Are there any cultural or historical influences on your work?I like a lot of stuff that I would like my work to resonate with on a gut level. I have never consciously tried to copy anyone else's work.
I was born into a society that has no clay tradition. My parents were not potters; nobody in my past did clay, talked about clay, or cared about clay. I was in my 40's before I even began to think about clay. It would be dishonest, pretentious, and silly for me to imagine that I am working in some nice clay tradition - even if I were particularly interested in one particular tradition. I see things now that I didn't think about before. What can you say with clay in 21st century America where almost everything is made in factories out of petrochemicals? We are assaulted by propaganda, commercial noise, and violent images. Everything is impersonal, technological, and dysfunctional. Social injustice is a fact of life. We are are mute witnesses to genocides, the destruction of cultures on our own soil and all over the world, and the mindless disruption of the delicate balances in Nature. Our government helps big businesses make money but does nothing for homeless people, 60 million people without health insurance, ghettos, a seriously messed-up health-care delivery system, and the undermining of the principles on which the government was founded. With such thoughts now in my mind, there is no way that I could dream of being, say, a pleasant community potter who makes useful items for everyday use. I need to figure out how to say something in clay that addresses the issues that are clawing at my soul. This stuff is having a lot more influence on me than work in clay that I have seen. To be honest, I am unravelled by what I now know about the world I live in. I am not sure how I can express it or respond to it in clay. However, I'm sure that for me to be a production potter in this context would be just an escape from what I feel, rather than an expression of it.
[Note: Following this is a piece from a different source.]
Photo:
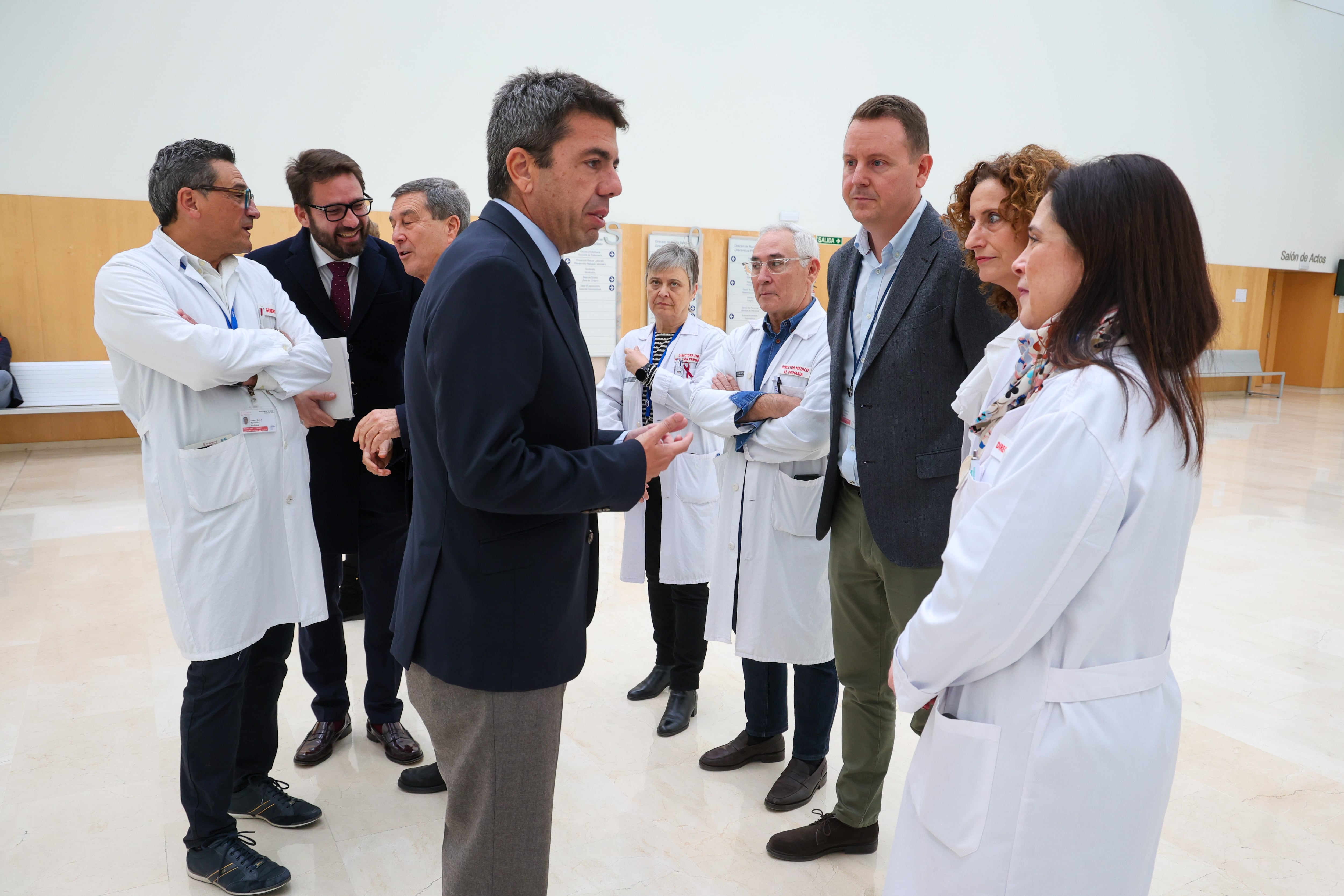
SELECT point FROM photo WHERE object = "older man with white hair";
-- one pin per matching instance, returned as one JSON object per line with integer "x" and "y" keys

Now that I have said all that (I probably said too much), I should simply tell you what sort of work in clay I like ... which is probably what you wanted hear in the first place: I like ancient Korean pots and Onggi Korean pots, burnished Native American pots, Hamada Shogi, Don Reitz, Paul Dresang, Wayne Bates. I will stop there. Those are the first things that came to mind ... and they do move me. However, I see nothing to be gained by trying to make a simple story of what influences me. The truest answer is that I have looked at a rich variety of different work over the years and have liked a lot of it and have assimilated a lot of different stuff, none of which I consciously try to emulate.